Vera Mercer und Daniel Spoerri waren einst ein Paar. Die Allgäuer Ausstellung "Aufgetischt!" ist Koch-Kunst vom Feinsten - und bringt sie wieder zusammen

Von Franz Kotteder

Wer schaut denn da so neugierig in die Kamera? Ein großes Fischauge blickt den Betrachter an. Sieht aus, als ob es über den Rand einer Silberschüssel lugt - erst wenn man genauer hinschaut, stellt man fest: Die Silberschüssel ist der lang gestreckte Körper des Fisches, der fürs Foto nur so raffiniert drapiert wurde. Recht viel mehr ist kaum zu sehen auf dem Bild, immerhin das ist ungewöhnlich für die Fotografin Vera Mercer. Ansonsten hat sie es durchaus mit Trompe-l'œil und verrätselten Bildern, auch mit opulenter Inszenierung und seit einigen Jahren auch wieder verstärkt mit Essbarem aller Art.

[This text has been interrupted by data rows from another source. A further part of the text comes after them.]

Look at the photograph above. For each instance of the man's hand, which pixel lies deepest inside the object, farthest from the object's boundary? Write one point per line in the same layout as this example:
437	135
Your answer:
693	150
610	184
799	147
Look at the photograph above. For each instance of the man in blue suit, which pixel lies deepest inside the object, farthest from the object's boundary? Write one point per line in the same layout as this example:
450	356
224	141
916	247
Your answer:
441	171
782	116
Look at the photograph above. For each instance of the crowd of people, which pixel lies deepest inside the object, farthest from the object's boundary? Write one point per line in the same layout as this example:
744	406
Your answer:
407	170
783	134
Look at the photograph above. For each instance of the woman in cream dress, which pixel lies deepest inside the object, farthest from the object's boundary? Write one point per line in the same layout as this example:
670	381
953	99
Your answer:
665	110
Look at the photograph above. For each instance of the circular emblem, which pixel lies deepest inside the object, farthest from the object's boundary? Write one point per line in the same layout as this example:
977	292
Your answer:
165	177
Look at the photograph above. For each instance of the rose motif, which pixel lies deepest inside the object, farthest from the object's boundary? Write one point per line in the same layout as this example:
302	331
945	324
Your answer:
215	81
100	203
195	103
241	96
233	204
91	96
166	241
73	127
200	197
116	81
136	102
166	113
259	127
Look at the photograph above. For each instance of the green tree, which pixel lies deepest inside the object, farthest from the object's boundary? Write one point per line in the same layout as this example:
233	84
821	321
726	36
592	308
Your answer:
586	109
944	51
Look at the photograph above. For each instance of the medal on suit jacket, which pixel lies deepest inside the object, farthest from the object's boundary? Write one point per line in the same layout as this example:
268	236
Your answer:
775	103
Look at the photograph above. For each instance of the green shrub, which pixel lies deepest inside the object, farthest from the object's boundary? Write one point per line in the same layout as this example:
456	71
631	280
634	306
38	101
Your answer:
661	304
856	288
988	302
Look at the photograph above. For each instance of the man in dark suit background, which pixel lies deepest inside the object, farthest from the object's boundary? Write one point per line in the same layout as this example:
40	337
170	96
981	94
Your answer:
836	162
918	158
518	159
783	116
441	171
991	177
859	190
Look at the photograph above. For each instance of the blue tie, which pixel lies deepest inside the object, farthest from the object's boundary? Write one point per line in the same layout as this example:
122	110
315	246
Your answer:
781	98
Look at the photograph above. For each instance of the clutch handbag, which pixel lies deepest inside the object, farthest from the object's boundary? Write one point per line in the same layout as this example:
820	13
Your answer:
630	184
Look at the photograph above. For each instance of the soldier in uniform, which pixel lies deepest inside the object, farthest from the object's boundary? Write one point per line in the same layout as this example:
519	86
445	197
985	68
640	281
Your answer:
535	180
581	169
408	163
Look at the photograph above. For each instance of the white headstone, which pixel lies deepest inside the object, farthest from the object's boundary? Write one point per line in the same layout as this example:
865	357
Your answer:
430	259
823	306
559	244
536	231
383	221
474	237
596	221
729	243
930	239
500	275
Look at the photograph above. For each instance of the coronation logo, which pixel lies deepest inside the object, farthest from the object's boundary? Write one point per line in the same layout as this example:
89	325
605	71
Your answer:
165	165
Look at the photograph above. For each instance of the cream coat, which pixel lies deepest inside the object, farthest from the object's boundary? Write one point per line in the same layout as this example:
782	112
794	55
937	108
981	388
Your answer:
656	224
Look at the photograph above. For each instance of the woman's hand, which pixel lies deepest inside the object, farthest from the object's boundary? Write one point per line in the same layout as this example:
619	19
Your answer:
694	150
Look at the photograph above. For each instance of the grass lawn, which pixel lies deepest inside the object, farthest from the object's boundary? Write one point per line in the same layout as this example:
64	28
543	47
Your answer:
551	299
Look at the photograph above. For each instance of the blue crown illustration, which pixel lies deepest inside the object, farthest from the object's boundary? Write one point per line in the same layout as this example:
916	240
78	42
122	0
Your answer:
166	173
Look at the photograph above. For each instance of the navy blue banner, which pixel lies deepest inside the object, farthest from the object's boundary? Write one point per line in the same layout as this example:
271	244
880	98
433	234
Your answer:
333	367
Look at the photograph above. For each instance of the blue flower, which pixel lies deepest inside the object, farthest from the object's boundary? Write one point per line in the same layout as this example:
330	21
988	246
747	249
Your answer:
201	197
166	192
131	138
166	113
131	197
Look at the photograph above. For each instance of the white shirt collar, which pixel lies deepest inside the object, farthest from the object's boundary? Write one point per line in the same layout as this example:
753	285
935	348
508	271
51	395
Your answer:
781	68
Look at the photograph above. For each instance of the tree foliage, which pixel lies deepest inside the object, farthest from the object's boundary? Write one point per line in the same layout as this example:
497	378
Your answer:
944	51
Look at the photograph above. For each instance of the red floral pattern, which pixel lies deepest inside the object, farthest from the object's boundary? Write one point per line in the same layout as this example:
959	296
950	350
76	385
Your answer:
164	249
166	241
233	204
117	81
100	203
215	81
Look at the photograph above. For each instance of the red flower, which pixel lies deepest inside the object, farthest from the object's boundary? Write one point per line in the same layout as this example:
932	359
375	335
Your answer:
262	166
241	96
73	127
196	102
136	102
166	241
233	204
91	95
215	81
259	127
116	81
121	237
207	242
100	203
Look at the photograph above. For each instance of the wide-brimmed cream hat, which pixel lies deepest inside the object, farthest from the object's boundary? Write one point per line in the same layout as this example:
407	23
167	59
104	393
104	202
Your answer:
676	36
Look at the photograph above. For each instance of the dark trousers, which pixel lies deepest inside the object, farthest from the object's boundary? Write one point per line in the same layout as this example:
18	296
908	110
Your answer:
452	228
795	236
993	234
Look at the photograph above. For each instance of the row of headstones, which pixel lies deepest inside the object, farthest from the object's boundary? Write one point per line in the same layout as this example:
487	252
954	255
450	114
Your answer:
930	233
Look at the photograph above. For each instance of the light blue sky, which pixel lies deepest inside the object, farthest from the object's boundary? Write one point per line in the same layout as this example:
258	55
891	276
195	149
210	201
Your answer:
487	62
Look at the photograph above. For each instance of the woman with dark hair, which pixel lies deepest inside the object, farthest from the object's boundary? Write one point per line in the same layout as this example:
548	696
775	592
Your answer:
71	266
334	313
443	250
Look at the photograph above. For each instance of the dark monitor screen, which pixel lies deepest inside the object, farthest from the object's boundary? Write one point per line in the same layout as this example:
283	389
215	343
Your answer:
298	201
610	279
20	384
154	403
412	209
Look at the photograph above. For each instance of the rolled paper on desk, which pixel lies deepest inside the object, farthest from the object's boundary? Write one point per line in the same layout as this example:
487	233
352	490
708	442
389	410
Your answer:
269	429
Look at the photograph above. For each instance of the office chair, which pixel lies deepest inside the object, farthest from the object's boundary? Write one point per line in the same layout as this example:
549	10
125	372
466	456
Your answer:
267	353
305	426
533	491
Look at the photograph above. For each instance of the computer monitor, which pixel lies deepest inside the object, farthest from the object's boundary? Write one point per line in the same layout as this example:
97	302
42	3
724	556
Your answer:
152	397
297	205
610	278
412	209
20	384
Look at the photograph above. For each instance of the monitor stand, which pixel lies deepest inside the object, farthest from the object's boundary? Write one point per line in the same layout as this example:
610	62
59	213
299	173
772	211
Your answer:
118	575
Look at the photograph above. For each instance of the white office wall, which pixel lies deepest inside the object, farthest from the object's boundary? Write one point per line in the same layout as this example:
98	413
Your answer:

Da trifft sie sich natürlich mit Daniel Spoerri, dem Großmeister der Eat Art, und mit seinen berühmten "Fallen-Bildern", mit denen er 1960 beim Festival der avantgardistischen Kunst in Paris bekannt und schnell berühmt wurde. Salopp gesagt, handelt es sich dabei um abgegessene Tische, auf Tafelbildgröße zurecht gesägt, um 90 Grad gekippt und an die Wand gehängt. Spoerri hat dann später in Düsseldorf ein Kunst-Restaurant eröffnet und an den unterschiedlichsten Orten auf der ganzen Welt künstlerische Bankette veranstaltet, die wiederum als Grundlage oder auch Produktionsstätte für neue Fallen-Bilder dienten. Auch ein Teil der jetzt im Künstlerhaus Marktoberdorf zu sehenden Werke sind auf diese Weise entstanden.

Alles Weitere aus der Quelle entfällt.